Project led by:
Newcastle University
Dr Will Edmondes, will.edmondes@newcastle.ac.uk
Transonic
Project Transonic aims to develop performance and network opportunities for postgraduate (MMus and PhD) creative practitioners. The International Centre for Music Studies (ICMuS) at Newcastle University has developed a very distinctive strand in composition studies, now termed postvernacular. The areas that postgraduate composers at ICMUS are working in have rapidly moved away from the Western/European Classical paradigms whose protocols are traditionally observed by postgraduate composition departments in the UK, Europe and America. These changes in position have evolved gradually as a result of two fundamental approaches that are prevalent at ICMUS; firstly commitment to Widening Participation programmes meaning that an increasing number of admissions included musicians from non-traditional backgrounds and secondly the grounding of ICMUS’s musicological studies within contemporary discourses in critical and cultural theory. These factors inform a position which recognises that the subcultural forms in popular music (i.e. a non-commerce driven, popular avant garde) are as important (on an international, cultural level), if not more so, than contemporary movements in the European Classical tradition.

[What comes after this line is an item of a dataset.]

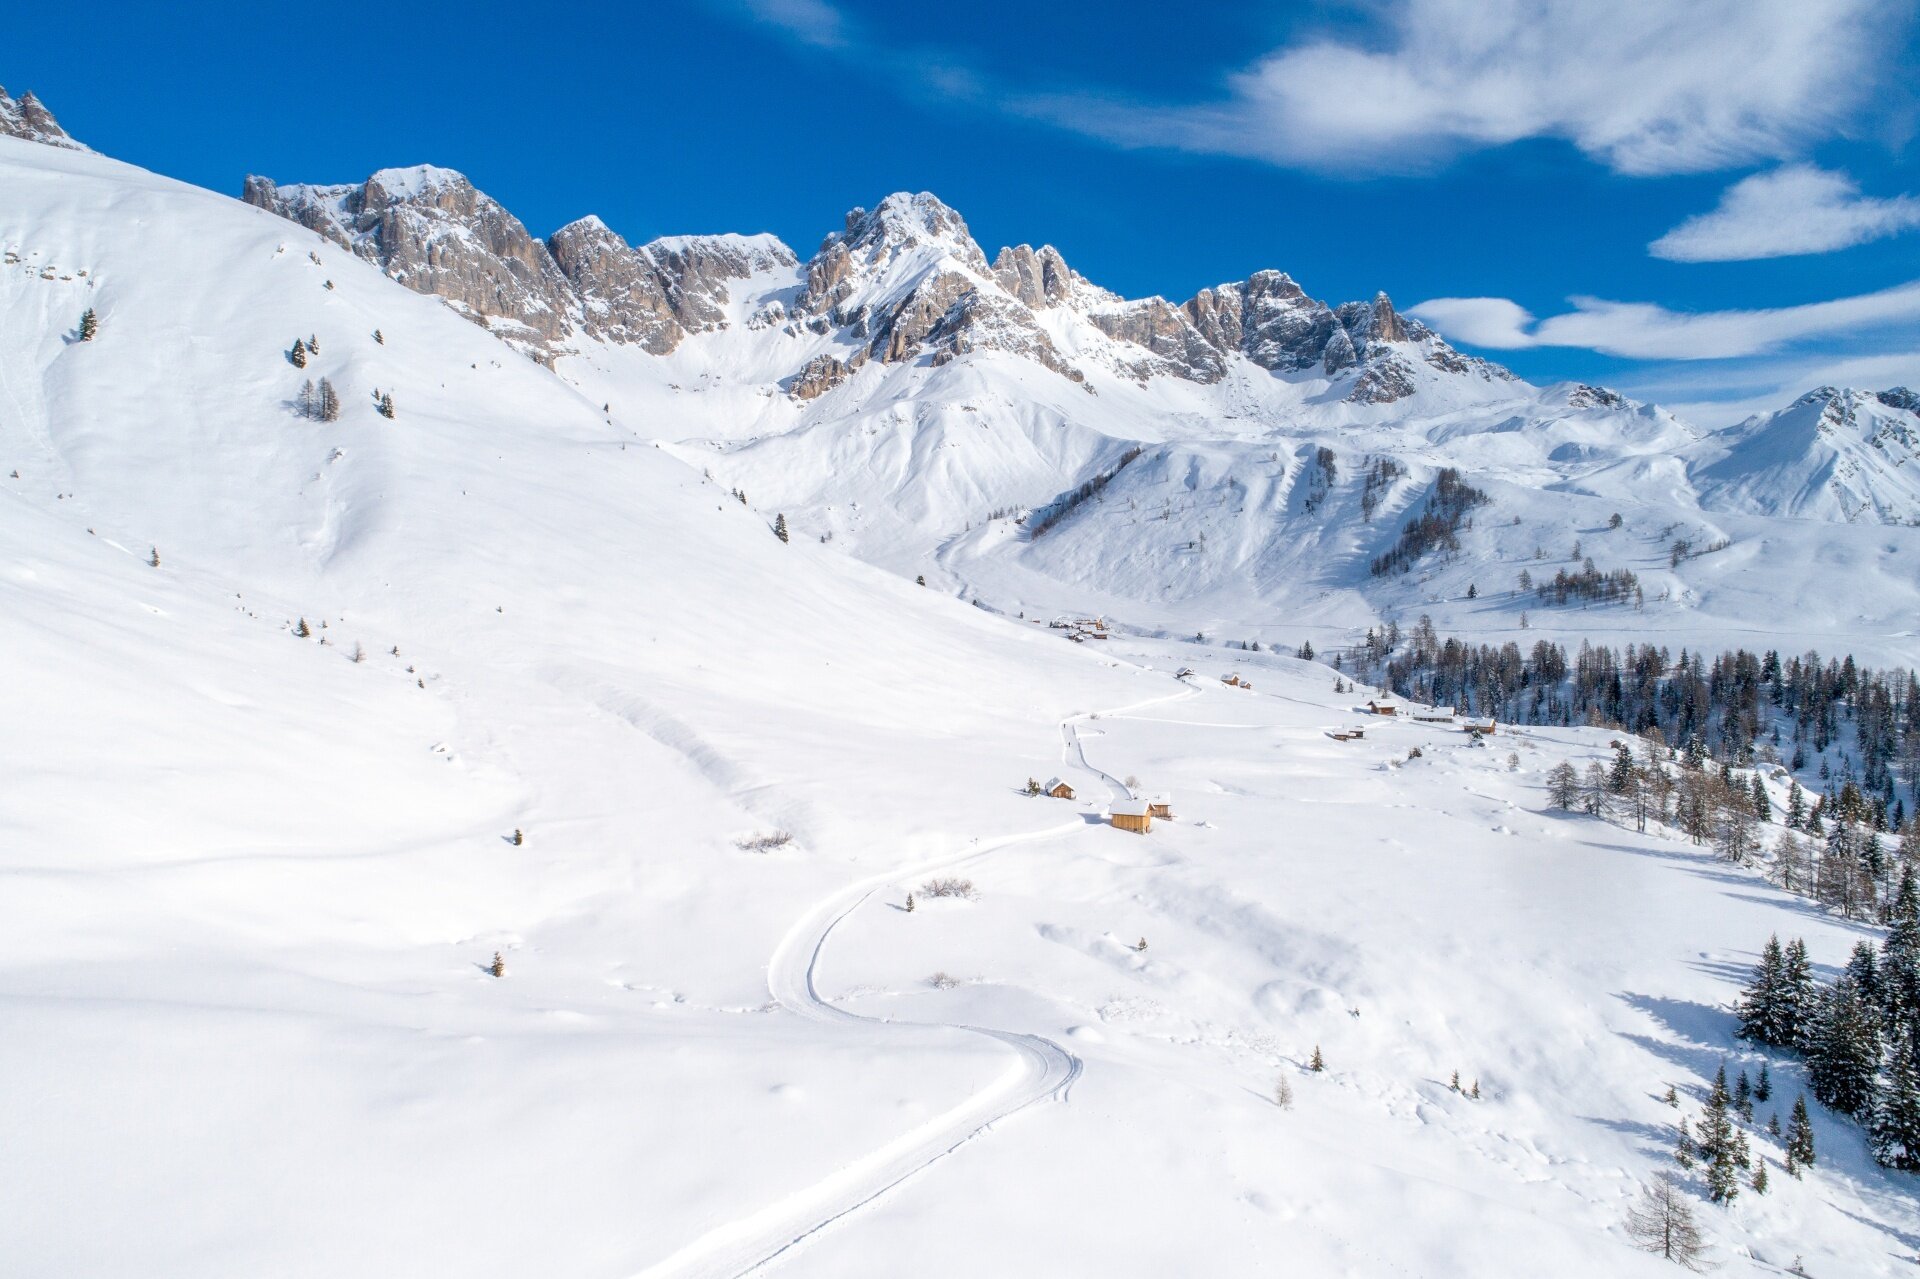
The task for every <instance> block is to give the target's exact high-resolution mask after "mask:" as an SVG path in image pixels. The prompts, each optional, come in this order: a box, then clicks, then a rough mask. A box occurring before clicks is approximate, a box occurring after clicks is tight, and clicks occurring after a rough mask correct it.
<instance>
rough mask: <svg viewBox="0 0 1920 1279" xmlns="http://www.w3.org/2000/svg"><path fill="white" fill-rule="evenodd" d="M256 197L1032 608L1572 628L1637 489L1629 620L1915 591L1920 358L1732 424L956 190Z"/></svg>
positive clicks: (1632, 535)
mask: <svg viewBox="0 0 1920 1279" xmlns="http://www.w3.org/2000/svg"><path fill="white" fill-rule="evenodd" d="M246 198H248V200H250V202H253V204H259V205H263V207H273V209H275V211H280V213H284V215H288V217H294V219H296V221H301V223H303V225H309V227H315V229H317V230H321V234H326V236H330V238H334V240H336V242H340V244H349V246H353V250H355V252H357V253H361V255H363V257H369V259H371V261H374V263H378V265H382V267H384V269H386V271H388V275H392V277H394V278H399V280H401V282H405V284H409V286H411V288H417V290H420V292H440V294H442V296H445V298H447V300H449V302H451V303H453V305H455V307H457V309H461V311H463V313H467V315H470V317H474V319H480V321H482V323H486V325H490V326H493V328H495V330H497V332H501V334H503V336H507V338H509V340H513V342H516V344H518V346H520V348H522V350H528V351H532V353H536V357H540V359H543V361H551V363H553V367H555V369H557V373H559V374H561V378H563V380H566V382H570V384H572V386H576V388H578V390H580V392H582V394H584V396H586V398H588V399H589V401H595V403H605V405H607V407H609V415H611V417H612V421H614V422H618V424H622V426H628V428H634V430H637V432H641V434H643V436H649V438H655V440H662V442H668V444H670V446H674V447H676V449H678V451H680V455H682V457H685V459H689V461H695V463H697V465H701V467H705V469H708V471H710V472H712V474H716V476H718V478H722V480H724V482H726V484H728V486H732V488H739V490H743V492H747V494H751V495H753V499H755V501H760V503H766V505H770V507H776V509H781V511H785V513H787V517H789V519H791V520H793V522H795V526H797V528H803V530H806V532H808V534H810V536H816V538H831V540H835V542H837V545H841V547H845V549H851V551H852V553H856V555H862V557H866V559H872V561H874V563H879V565H883V567H887V568H891V570H895V572H900V574H908V576H914V578H920V576H927V578H929V580H933V582H935V584H941V586H945V588H947V590H954V591H958V593H962V595H966V597H972V599H977V601H979V603H983V605H989V607H995V609H1002V611H1006V613H1021V611H1039V613H1046V611H1056V609H1104V611H1110V613H1116V615H1119V616H1123V618H1129V620H1133V622H1137V624H1140V626H1146V628H1152V630H1169V632H1171V630H1175V628H1185V626H1188V624H1190V622H1198V626H1194V628H1196V630H1229V632H1231V630H1250V632H1254V634H1267V636H1271V634H1273V632H1275V628H1281V626H1284V628H1288V632H1292V634H1298V632H1300V630H1302V626H1308V628H1325V630H1323V632H1321V634H1319V640H1321V641H1325V640H1338V638H1340V636H1344V634H1352V632H1356V630H1359V628H1365V626H1367V624H1369V622H1371V620H1377V618H1379V616H1382V615H1388V616H1400V615H1407V616H1411V615H1417V613H1428V615H1432V616H1434V618H1436V622H1440V624H1446V626H1452V628H1457V630H1461V632H1467V634H1507V632H1513V630H1517V628H1519V626H1521V613H1530V615H1532V616H1530V618H1528V624H1530V626H1534V628H1546V630H1548V632H1553V634H1565V636H1572V634H1576V632H1582V630H1588V632H1590V630H1592V628H1594V626H1596V618H1594V616H1592V611H1578V613H1580V616H1567V615H1565V613H1559V615H1555V613H1553V611H1546V613H1542V611H1540V609H1538V599H1532V597H1530V595H1526V591H1519V590H1515V588H1513V582H1517V580H1519V574H1521V572H1523V570H1530V572H1532V570H1538V568H1540V567H1542V561H1549V563H1551V561H1555V559H1559V557H1563V555H1565V553H1567V551H1569V549H1571V547H1572V545H1580V543H1582V534H1584V530H1597V528H1611V526H1613V517H1615V515H1620V517H1622V519H1624V520H1626V528H1628V530H1630V532H1628V534H1611V536H1609V538H1603V540H1599V542H1597V543H1594V542H1592V540H1590V542H1588V543H1586V549H1588V551H1592V555H1584V557H1578V559H1588V557H1597V559H1596V567H1597V570H1601V572H1605V570H1613V568H1622V570H1630V572H1636V574H1640V578H1642V580H1644V586H1642V597H1644V603H1642V605H1640V607H1638V609H1636V611H1634V613H1632V616H1607V618H1605V620H1601V622H1599V624H1601V626H1603V628H1613V626H1617V628H1619V630H1622V632H1632V634H1670V636H1674V638H1676V640H1682V641H1684V636H1686V634H1693V632H1699V630H1701V628H1713V626H1722V628H1741V626H1745V624H1747V622H1751V620H1753V618H1751V616H1749V609H1761V607H1763V603H1761V601H1763V599H1764V590H1761V586H1763V584H1764V580H1766V576H1768V574H1770V572H1772V570H1774V568H1776V567H1778V565H1780V563H1782V559H1788V561H1799V563H1805V565H1809V568H1811V567H1812V565H1816V563H1822V561H1826V559H1832V557H1836V555H1837V557H1843V559H1847V563H1851V565H1853V574H1855V580H1857V582H1859V584H1860V588H1862V590H1860V595H1859V599H1860V601H1864V609H1855V607H1853V605H1839V607H1837V611H1834V613H1832V615H1812V616H1803V620H1805V628H1803V630H1801V632H1797V634H1795V636H1793V643H1795V645H1801V643H1805V645H1814V647H1822V649H1828V647H1832V645H1834V643H1836V638H1837V636H1847V634H1857V632H1862V630H1864V632H1868V634H1876V632H1878V634H1885V636H1887V638H1889V640H1893V638H1895V636H1899V634H1905V630H1907V628H1905V624H1903V622H1901V618H1903V616H1907V615H1908V611H1910V609H1914V607H1920V595H1916V588H1914V586H1912V574H1910V572H1908V570H1907V563H1905V559H1903V555H1905V551H1903V549H1901V547H1903V542H1893V543H1889V542H1885V540H1884V538H1876V536H1874V534H1870V532H1866V528H1868V526H1884V524H1905V522H1910V520H1912V519H1914V505H1912V501H1910V497H1908V495H1910V492H1912V484H1914V480H1912V467H1910V465H1907V459H1908V453H1907V440H1910V434H1908V430H1910V426H1908V424H1910V422H1912V417H1910V413H1908V411H1907V409H1903V407H1901V396H1903V392H1885V394H1880V396H1868V394H1859V392H1849V394H1839V392H1836V394H1832V396H1828V398H1826V399H1822V403H1834V405H1845V407H1836V409H1830V411H1824V409H1816V407H1812V409H1811V407H1807V405H1809V403H1811V401H1801V405H1795V407H1793V409H1788V411H1786V413H1782V415H1774V417H1768V419H1755V421H1753V422H1747V424H1743V426H1740V428H1734V430H1730V432H1716V434H1713V436H1707V434H1705V432H1701V430H1697V428H1693V426H1690V424H1688V422H1684V421H1680V419H1676V417H1674V415H1672V413H1667V411H1665V409H1659V407H1657V405H1642V403H1634V401H1628V399H1626V398H1622V396H1619V394H1617V392H1611V390H1607V388H1597V386H1584V384H1563V386H1548V388H1536V386H1530V384H1526V382H1523V380H1521V378H1515V376H1513V374H1511V373H1507V371H1505V369H1500V367H1498V365H1492V363H1488V361H1482V359H1476V357H1471V355H1463V353H1459V351H1455V350H1453V348H1452V346H1448V344H1446V340H1442V338H1440V336H1438V334H1434V332H1432V330H1428V328H1425V326H1423V325H1419V323H1417V321H1413V319H1407V317H1402V315H1400V313H1398V311H1396V309H1394V305H1392V302H1390V300H1388V298H1386V294H1377V296H1375V298H1373V300H1367V302H1346V303H1338V305H1329V303H1325V302H1319V300H1315V298H1311V296H1308V294H1306V292H1304V290H1302V288H1300V286H1298V284H1296V282H1294V280H1292V278H1290V277H1286V275H1284V273H1279V271H1260V273H1256V275H1252V277H1250V278H1246V280H1238V282H1227V284H1219V286H1213V288H1208V290H1202V292H1200V294H1196V296H1194V298H1190V300H1188V302H1185V303H1171V302H1167V300H1162V298H1144V300H1127V298H1121V296H1117V294H1114V292H1110V290H1104V288H1100V286H1098V284H1096V282H1092V280H1089V278H1087V277H1083V275H1081V273H1077V271H1073V267H1071V265H1069V263H1068V261H1066V259H1064V255H1062V253H1060V252H1058V250H1054V248H1050V246H1043V248H1037V250H1035V248H1031V246H1012V248H1002V250H998V252H996V253H993V255H991V257H989V253H987V252H985V250H983V248H981V246H979V244H977V242H975V240H973V236H972V232H970V230H968V225H966V221H964V219H962V217H960V213H958V211H954V209H952V207H948V205H947V204H943V202H941V200H937V198H935V196H931V194H925V192H920V194H895V196H889V198H885V200H881V202H879V204H877V205H876V207H872V209H864V207H862V209H852V211H851V213H849V215H847V219H845V225H843V227H841V229H839V230H835V232H831V234H828V236H826V238H824V242H822V244H820V248H818V252H814V253H812V257H808V259H806V261H801V259H799V255H795V253H791V252H789V250H787V248H785V246H781V244H780V242H778V240H774V238H770V236H707V238H680V240H660V242H655V244H649V246H643V248H639V250H634V248H630V246H626V242H624V240H620V238H618V236H616V234H614V232H612V230H611V229H607V227H605V225H603V223H599V219H584V221H580V223H574V225H570V227H566V229H563V230H561V232H557V234H555V236H551V238H549V240H547V242H540V240H536V238H534V236H532V234H528V232H526V230H524V227H520V225H518V223H516V221H513V219H511V215H507V213H505V211H503V209H501V207H499V205H497V204H493V202H492V200H488V198H486V196H482V194H478V192H474V190H472V186H470V182H467V181H465V179H461V177H459V175H445V173H442V171H397V173H386V175H374V179H371V181H369V182H367V184H365V186H361V188H275V186H273V184H271V182H265V181H263V179H250V181H248V188H246ZM369 209H386V213H380V215H378V217H376V215H372V213H369ZM396 223H399V225H409V223H417V225H419V227H422V229H419V230H413V232H407V234H401V232H392V230H386V227H388V225H396ZM348 227H359V230H353V232H349V230H346V229H348ZM428 227H430V229H432V230H426V229H428ZM422 246H430V248H422ZM428 259H432V265H422V263H428ZM1807 419H1818V422H1824V426H1814V424H1812V422H1811V421H1807ZM1849 442H1857V444H1849ZM1321 449H1327V451H1331V461H1329V463H1327V465H1325V467H1323V465H1321V463H1319V461H1317V459H1321V455H1323V453H1321ZM1125 459H1133V461H1125ZM1444 469H1457V471H1459V472H1463V474H1465V476H1467V480H1469V482H1471V484H1475V486H1478V488H1482V490H1484V492H1490V494H1492V509H1488V511H1480V513H1476V515H1475V517H1473V520H1471V522H1469V524H1467V528H1463V530H1459V536H1457V538H1455V542H1457V543H1455V545H1453V547H1450V549H1448V553H1446V555H1415V557H1411V559H1405V557H1402V559H1400V561H1396V567H1398V570H1396V572H1377V570H1375V568H1377V565H1379V563H1380V561H1382V557H1386V559H1392V551H1394V547H1396V543H1398V540H1400V530H1402V524H1405V522H1407V520H1409V519H1413V517H1417V515H1419V513H1421V511H1423V503H1425V501H1427V497H1428V494H1430V488H1432V482H1434V476H1436V474H1438V472H1440V471H1444ZM1089 488H1092V490H1100V492H1098V495H1096V497H1092V499H1091V501H1085V503H1081V501H1073V499H1071V495H1073V494H1079V492H1083V490H1089ZM1035 517H1039V519H1043V520H1044V528H1046V534H1044V538H1041V536H1037V532H1039V530H1037V526H1035V524H1033V520H1035ZM1782 520H1793V522H1791V524H1782ZM1807 520H1816V522H1820V524H1822V526H1807ZM1849 526H1859V528H1860V532H1859V534H1857V532H1849ZM1676 543H1678V545H1682V547H1684V549H1686V551H1697V549H1703V547H1715V551H1716V555H1715V557H1711V559H1709V557H1697V559H1690V561H1686V563H1680V561H1678V559H1676V557H1674V545H1676ZM1722 549H1730V551H1732V553H1728V555H1720V553H1718V551H1722ZM1763 549H1764V555H1763V553H1761V551H1763ZM1763 565H1764V567H1763ZM1490 588H1494V590H1492V591H1490ZM1196 609H1198V616H1187V615H1188V613H1192V611H1196ZM1897 647H1899V645H1897V643H1895V645H1893V649H1897Z"/></svg>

There are various established organisations whose services provide the opportunities for postgraduate composers in the traditional domain to get music performed and to make connections with fellow practitioners both nationally and internationally. Because of postvernacular music’s historical connotations with the record industry, such official networks don’t exist for students working in this domain. Project Transonic specifically addresses this lack of support and helps postgraduates at ICMUS develop the connections and experience that would give their work wider, pertinent exposure.